Dr Stefan Fafinski has set up honestylab.com in an attempt to apply science to that most subjective of human pastimes...deciding if someone is telling the truth.
Can it be done though? Uncovering the truth has vexed the layman and the philosopher for thousands of years. Pontious Pilate posed the question What is Truth to the Pharisees at the trial of Jesus Christ.
There isthe constant possibility of deception in our attempts to rationalise events. Referring to the ideas of Robert Trivers, Steven Pinker (2002:263-264) says that
“Every human relationship…has a distinct psychology forged by a pattern of converging and diverging interests” adding that we “suppress evidence that we are not as beneficent or competent as we would like to think”
Trivers (1976) explains this phenomenon in the following way:
“If…deceit is fundamental to animal communication, then there must be strong selection to spot deception and this ought, in turn, to select for a degree of self-deception, rendering some facts and motives unconscious so as not to betray…the deception being practised.
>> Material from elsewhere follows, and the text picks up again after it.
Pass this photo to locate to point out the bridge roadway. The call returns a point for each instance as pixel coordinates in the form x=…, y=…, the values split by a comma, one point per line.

Thus the conventional view that natural selection favours nervous systems which produce ever more accurate images of the world must be a very naïve view of mental evolution”
So can we ever spot the double bluff? Is deception just a look in the face or does it also have something to do with the situation and the pattern of events that have led up to the deceptive act.
Fafinski's research is interesting. It is only one part of the story. Therefore it can never honestly claim to be the truth about honesty.